You see, this book wasn't as much of a one-man-band affair as the first edition of 'Mumbles' was.  It was produced with the assistance of 'The Penguin's Head' <-- This link takes you to their Facebook page, you should go there and like it immediately, you'll be glad you did, in the long run. 

Who are The Penguin's Head?  Well, they're a group of friends for whom writing is a real passion, I mean, you might think that bacon's important, and it is, but for them, writing is like having a bacon sandwich, but replacing all the bread with bacon, and the brown sauce, and probably the bacon itself too - It's like bacon cubed (Which is different from cubed bacon - which I call lardons, because I'm posh)... They're sort of a 'Writers Collective', if you like, but without all the post-gulag socialist ideals and scruffiness that that usually entails.  Currently, there are three of them:

James Josiah - Founder of the tremendously popular The James Josiah Flash Project, which launched the careers of many popular young authors. And has, spookily, also spawned a couple of (Kindle only) books Which you can download Here, that despite what it says, wasn't written by me & Here, which wasn't written by me either, but I did illustrate the cover 

Neil Sehmbhy - Who gets all of his writing published in massive anthologies written on real paper and keeps winning writing competitions and making me feel inadequate.  He is hugely prolific and was one of the main contributors to TJJFP - A couple of my favourite pieces of his flash were 'Derailed' & 'Finding Danielle' If you like your writing dark, you'll like his stuff.

And... Erm... Well... Me really.  I won't bore you with any more links to my stuff, but if you troll through the pages of TJJFP you'll find plenty of my flash fiction there.
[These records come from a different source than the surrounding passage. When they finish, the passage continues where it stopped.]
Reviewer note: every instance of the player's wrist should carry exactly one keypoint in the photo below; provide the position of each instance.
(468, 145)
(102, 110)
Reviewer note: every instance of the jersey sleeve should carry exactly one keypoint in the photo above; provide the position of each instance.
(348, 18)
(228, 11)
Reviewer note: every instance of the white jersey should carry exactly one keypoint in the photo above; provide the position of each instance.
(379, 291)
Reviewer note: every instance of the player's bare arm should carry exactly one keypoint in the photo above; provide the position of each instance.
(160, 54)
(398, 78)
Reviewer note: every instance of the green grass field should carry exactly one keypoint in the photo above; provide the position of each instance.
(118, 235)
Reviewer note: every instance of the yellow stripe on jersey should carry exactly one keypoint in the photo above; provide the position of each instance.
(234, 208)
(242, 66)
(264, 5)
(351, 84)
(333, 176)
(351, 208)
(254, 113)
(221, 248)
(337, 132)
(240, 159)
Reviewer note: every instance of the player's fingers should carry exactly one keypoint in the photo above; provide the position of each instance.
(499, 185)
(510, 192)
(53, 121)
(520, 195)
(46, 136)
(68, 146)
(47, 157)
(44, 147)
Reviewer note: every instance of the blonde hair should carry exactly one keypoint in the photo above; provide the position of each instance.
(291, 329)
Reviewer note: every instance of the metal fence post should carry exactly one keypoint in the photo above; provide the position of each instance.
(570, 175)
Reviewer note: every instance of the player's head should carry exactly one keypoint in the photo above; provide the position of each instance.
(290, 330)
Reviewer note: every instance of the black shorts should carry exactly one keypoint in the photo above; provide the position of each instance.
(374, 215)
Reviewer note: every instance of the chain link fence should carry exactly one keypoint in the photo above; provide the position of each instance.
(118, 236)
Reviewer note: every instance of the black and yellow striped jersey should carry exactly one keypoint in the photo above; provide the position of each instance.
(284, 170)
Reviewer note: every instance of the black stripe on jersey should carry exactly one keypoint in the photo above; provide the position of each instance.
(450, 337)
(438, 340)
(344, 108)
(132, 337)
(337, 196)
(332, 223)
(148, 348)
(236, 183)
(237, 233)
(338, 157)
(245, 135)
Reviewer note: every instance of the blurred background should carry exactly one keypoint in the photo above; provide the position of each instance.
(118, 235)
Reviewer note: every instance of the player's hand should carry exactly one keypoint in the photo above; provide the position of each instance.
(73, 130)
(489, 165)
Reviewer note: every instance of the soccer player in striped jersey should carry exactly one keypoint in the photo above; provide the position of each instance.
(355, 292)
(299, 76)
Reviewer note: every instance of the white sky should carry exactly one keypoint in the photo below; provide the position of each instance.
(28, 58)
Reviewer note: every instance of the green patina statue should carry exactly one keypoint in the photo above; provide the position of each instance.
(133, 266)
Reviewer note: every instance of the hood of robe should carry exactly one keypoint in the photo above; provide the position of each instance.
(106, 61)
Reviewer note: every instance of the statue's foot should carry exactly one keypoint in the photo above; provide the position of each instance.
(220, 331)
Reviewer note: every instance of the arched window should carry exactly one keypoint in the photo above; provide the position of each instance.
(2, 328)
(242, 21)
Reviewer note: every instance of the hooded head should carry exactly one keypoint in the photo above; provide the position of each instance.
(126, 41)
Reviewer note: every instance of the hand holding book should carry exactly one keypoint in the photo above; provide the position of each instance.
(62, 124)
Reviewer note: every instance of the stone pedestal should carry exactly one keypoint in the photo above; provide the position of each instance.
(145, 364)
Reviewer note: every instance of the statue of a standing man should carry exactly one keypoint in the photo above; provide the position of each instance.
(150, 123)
Plus, you know who I am already, right?

Here is a picture of a penguin in a bowler hat (Yes, it took ages to get the suit on it, and it panicked as we tightened the tie, and none of us are allowed to go to the Antarctic anymore, but it was definitely worth it):

The excellent logo of The Penguin's Head

This is the sort of thing that you can have displayed in your book if you decide to let us help you with it.  Did I mention that we help people write books?  Well, we do.  If you have an idea for a book then we can probably help you get it in print - Whether you just need someone to talk to about the process involved, or if you need a proofreader, or an editor, or you'de just like to hand a full, but scabby, notepad to us and eventually get a stack of stylish 6x9 paperbacks shoved roughly through your mail-slot then we're your men.

We're reasonably cheap and reasonably good at it.  Well, pretty cheap, considering...

Anywho, get in touch with us, it costs nothing.  You never know, you might be the next E.L. James. (Please note: Proofreading erotic fiction can take slightly longer than the more vanilla subjects, you know, when you take into account cramp and having to stop for a bit of a lie down and stuff)

OK, that's it for today... Hopefully, I'll have more news for you all tomorrow.